Certainly! Let's solve the problem step by step.
### Step 1: Determine the Greatest Length of Each Piece
To find the greatest length of each piece that John can cut from the three pieces of wood, we need to find the greatest common divisor (GCD) of the three lengths: 72 inches, 60 inches, and 42 inches.
The greatest length of each piece that we can cut is 6 inches.
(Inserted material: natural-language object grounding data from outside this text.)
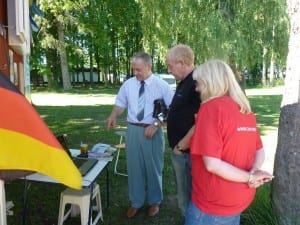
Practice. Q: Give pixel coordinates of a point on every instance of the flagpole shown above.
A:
(2, 204)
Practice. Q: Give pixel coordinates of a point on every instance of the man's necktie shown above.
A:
(141, 102)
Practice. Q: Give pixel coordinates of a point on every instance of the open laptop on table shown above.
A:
(84, 165)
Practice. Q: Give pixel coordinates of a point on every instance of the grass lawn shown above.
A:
(85, 122)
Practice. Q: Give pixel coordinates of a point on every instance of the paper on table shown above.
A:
(100, 150)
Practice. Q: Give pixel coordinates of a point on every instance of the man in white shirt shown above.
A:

### Step 2: Calculate the Number of Pieces for Each Length
Next, we will calculate how many pieces of 6 inches can be cut from each length.
1. For the 72-inch piece:
[tex]\[
\text{Number of pieces} = \frac{72}{6} = 12
\][/tex]
2. For the 60-inch piece:
[tex]\[
\text{Number of pieces} = \frac{60}{6} = 10
\][/tex]
3. For the 42-inch piece:
[tex]\[
\text{Number of pieces} = \frac{42}{6} = 7
\][/tex]
### Step 3: Calculate the Total Number of Pieces
Finally, add the number of pieces from each length to get the total number of pieces.
[tex]\[
\text{Total number of pieces} = 12 + 10 + 7 = 29
\][/tex]
### Summary
- The greatest length of each piece he can cut is 6 inches.
- From the 72-inch piece, he will get 12 pieces.
- From the 60-inch piece, he will get 10 pieces.
- From the 42-inch piece, he will get 7 pieces.
- In total, he will have 29 pieces.
So, John can cut the pieces of wood into a total of 29 pieces, each 6 inches in length.